Sm2, a paralog of the Trichoderma cerato-platanin elicitor Sm1, is also highly important for plant protection conferred by the fungal-root interaction of Trichoderma with maize

Abstract

Background: The proteins Sm1 and Sm2 from the biocontrol fungus Trichoderma virens belong to the cerato-platanin protein family. Members of this family are small, secreted proteins that are abundantly produced by filamentous fungi with all types of life-styles. Some species of the fungal genus Trichoderma are considered as biocontrol fungi because they are mycoparasites and are also able to directly interact with plants, thereby stimulating plant defense responses. It was previously shown that the cerato-platanin protein Sm1 from T. virens - and to a lesser extent its homologue Epl1 from Trichoderma atroviride - induce plant defense responses. The plant protection potential of other members of the cerato-platanin protein family in Trichoderma, however, has not yet been investigated.

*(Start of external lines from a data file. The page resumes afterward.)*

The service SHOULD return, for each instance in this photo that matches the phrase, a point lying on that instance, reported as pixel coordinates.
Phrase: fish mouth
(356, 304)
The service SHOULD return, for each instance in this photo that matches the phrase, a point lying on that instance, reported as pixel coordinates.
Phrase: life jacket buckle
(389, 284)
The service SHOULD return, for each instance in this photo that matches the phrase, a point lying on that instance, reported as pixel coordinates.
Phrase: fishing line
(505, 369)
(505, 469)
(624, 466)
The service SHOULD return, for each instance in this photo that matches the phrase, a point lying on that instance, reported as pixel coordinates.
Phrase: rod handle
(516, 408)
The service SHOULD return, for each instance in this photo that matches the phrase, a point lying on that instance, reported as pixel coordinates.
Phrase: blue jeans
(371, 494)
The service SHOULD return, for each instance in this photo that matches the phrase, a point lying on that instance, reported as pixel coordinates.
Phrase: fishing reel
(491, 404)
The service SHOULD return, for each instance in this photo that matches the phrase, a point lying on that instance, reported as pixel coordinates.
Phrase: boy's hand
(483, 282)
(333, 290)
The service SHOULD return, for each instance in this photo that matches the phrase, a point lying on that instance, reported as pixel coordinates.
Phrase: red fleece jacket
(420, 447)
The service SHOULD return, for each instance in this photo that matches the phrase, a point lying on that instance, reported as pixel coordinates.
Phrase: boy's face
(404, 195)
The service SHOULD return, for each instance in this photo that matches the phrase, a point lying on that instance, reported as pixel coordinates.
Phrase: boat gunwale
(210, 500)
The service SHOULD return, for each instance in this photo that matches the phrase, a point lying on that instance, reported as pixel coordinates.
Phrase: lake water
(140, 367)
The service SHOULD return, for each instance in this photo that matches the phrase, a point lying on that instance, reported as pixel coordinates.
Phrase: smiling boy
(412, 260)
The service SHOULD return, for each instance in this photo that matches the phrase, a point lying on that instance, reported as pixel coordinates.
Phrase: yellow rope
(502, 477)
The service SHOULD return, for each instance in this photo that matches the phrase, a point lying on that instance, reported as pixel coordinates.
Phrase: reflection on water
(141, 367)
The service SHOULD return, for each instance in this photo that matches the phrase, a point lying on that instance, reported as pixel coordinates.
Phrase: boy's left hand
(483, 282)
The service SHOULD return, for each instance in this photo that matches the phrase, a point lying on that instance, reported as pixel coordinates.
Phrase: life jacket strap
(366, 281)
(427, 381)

Results: In order to analyze the function of the cerato-platanin protein Sm2, sm1 and sm2 knockout strains were generated and characterized. The effect of the lack of Sm1 and Sm2 in T. virens on inducing systemic resistance in maize seedlings, challenged with the plant pathogen Cochliobolus heterostrophus, was tested. These plant experiments were also performed with T. atroviride epl1 and epl2 knockout strains. In our plant-pathogen system T. virens was a more effective plant protectant than T. atroviride and the results with both Trichoderma species showed concordantly that the level of plant protection was more strongly reduced in plants treated with the sm2/epl2 knockout strains than with sm1/epl1 knockout strains.

Conclusions: Although the cerato-platanin genes sm1/epl1 are more abundantly expressed than sm2/epl2 during fungal growth, Sm2/Epl2 are, interestingly, more important than Sm1/Epl1 for the promotion of plant protection conferred by Trichoderma in the maize-C. heterostrophus pathosystem.

Figure 1

Gene expression of sm1 , sm2 and sm3 , analyzed with RT-PCR. (a) Biomass harvested from shake flask cultivations with glucose as carbon source (b) Biomass harvested from sporulating fungal cultures grown on agar plates (PDA). Tef1 was used as reference gene.

Figure 2

Colony growth of T. virens parental strain Δ tku70, sm1 and sm2 knockout strains on agar plates (PDA).

Figure 3

Gene expression (qPCR) of sm1 in the parental strain and sm2 knockout strain. Samples were taken at the indicated time points from shake flask cultivations with glucose as carbon source. All samples were normalized to the 24 h sample of the parental strain. Tef1 was used as reference gene. Bars indicate the SEM (*, ** and *** indicate significance at P < 0.05, 0.01 and 0.001).

Figure 4

Effect of T. virens (parental strain, ∆ sm1 and ∆ sm2 ) on plant protection in maize seedlings challenged with the maize pathogen C. heterostrophus . (a) Lesion development in leaves of T. virens-induced maize, two days after pathogen challenge. (b) Lesion size measured from photographed leaves. Number of lesions measured in control plant, 33; T. virens parental strain, 23; ∆sm1, 24; ∆sm2, 23. (c) Gene expression (qPCR) of sm1 and sm2 in maize seedlings infected with the pathogen C. heterostrophus and treated with the T. virens parental strain, sm1 and sm2 knockout strain. Number of lesions measured in control plant, 24; T. atroviride wild-type, 27; ∆epl1, 23; ∆epl2, 23; ∆epl1∆epl2, 24. Data from (b) and (d) represent the combined data from plants taken from two beakers. The experiment was carried out independently twice, with two biological repeats, each one containing 12 plants, with the same results within the variability. Bars indicate the SEM (standard error of the mean). *, ** and *** indicate significance at P < 0.05, 0.01 and 0.001. (d) Effect of T. atroviride (wild-type, ∆epl1, ∆epl2, and ∆epl1∆epl2) on plant protection in maize seedlings challenged with the maize pathogen C. heterostrophus. Lesion size measured from photographed leaves.